Yet another study has found a correlation between excessive social media use and increased risk of mental health issues, especially among teenagers.

A team of researchers from Johns Hopkins Bloomberg School of Public Health found that spending as little as 30 minutes per day scrolling through Facebook, Instagram, Twitter, and other platforms can impact the mental health of young internet users. Spending 3 hours or more on social media may significantly increase a person's risk of mental health problems such as anxiety and depression.

Mental Health Of Teens And Social Media Use

The researchers assessed the mental health and social media usage of more than 6,500 participants aged 12 to 15 years old and living in the United States. The participants reported how often and how long per day they spend online as well as whether they experience mental health issues.

The findings, published in the journal JAMA Psychiatry on Tuesday, Sept. 11, revealed that adolescents who spend 3 hours on social media every day have a 60 percent higher risk of mental health problems compared to those who do not use social media at all. Those who are logged into their online accounts for 6 hours or more increase their risk by 78 percent.

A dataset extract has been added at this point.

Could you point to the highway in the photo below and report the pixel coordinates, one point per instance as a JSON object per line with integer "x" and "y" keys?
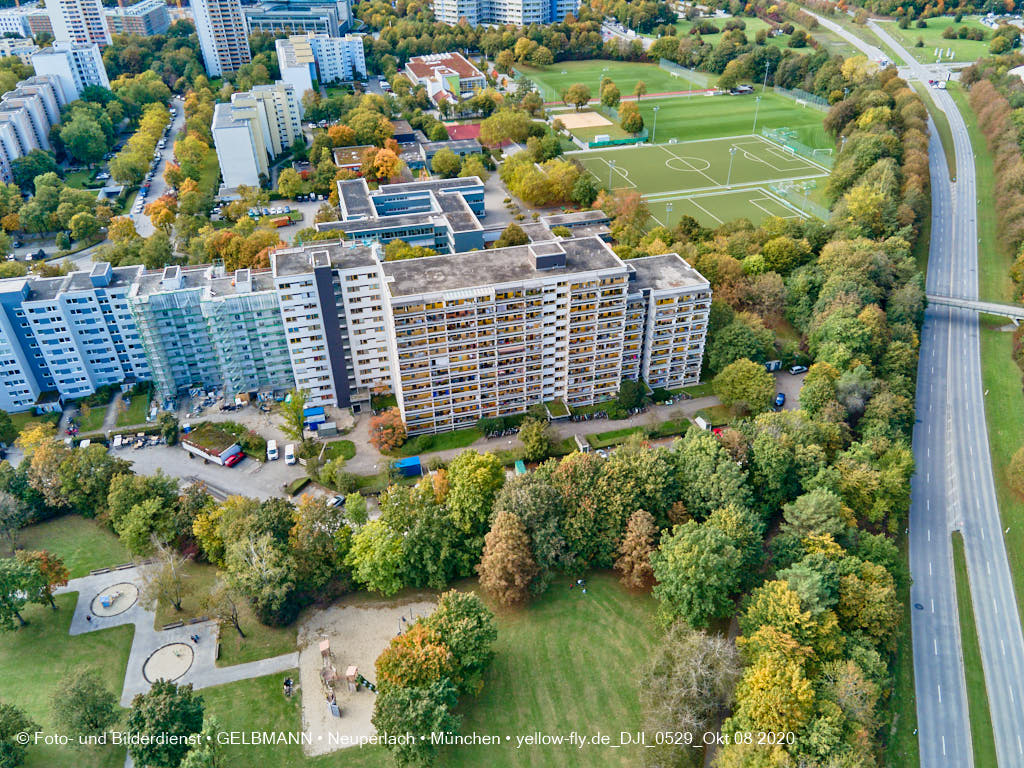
{"x": 953, "y": 488}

Only less than 17 percent of the participants did not use social media throughout the duration of the study. Meanwhile, among those who do, 32 percent spend 30 minutes or less on social media per day, 12 percent said they spend 3 to 6 hours, and 8 percent reported spending more than 6 hours online.

The study also found that about 9 percent or 611 participants experienced internalizing problems such as social withdrawal, difficulty coping with anxiety or depression, or directing feelings inward. About 885 respondents or 14 percent said they experienced externalizing problems, which included aggression, acting out, and disobedience. Over 1,000 of the teens said they experienced both internalizing and externalizing problems, while nearly 4,000 had low or no problem at all.

"Many existing studies have found a link between digital or social media use and adolescent health, but few look at this association across time," stated Kira Riehm, the lead author of the study. "Our study shows that teens who report high levels of time spent on social media are more likely to report internalizing problems a year later."

Is Social Media Use To Blame?

Previous research have linked social media use with an increased risk of mental health problems. A separate study published earlier this year also found evidence that social media use can negatively impact the mental health of teens.

However, Riehm clarified that their findings do not prove that social media use cause mental health issues. They only saw a correlation.

Still, the authors believe that spending less time online would be good for young people.

"Social media has the ability to connect adolescents who may be excluded in their daily life," added Riehm. "We need to find a better way to balance the benefits of social media with possible negative health outcomes."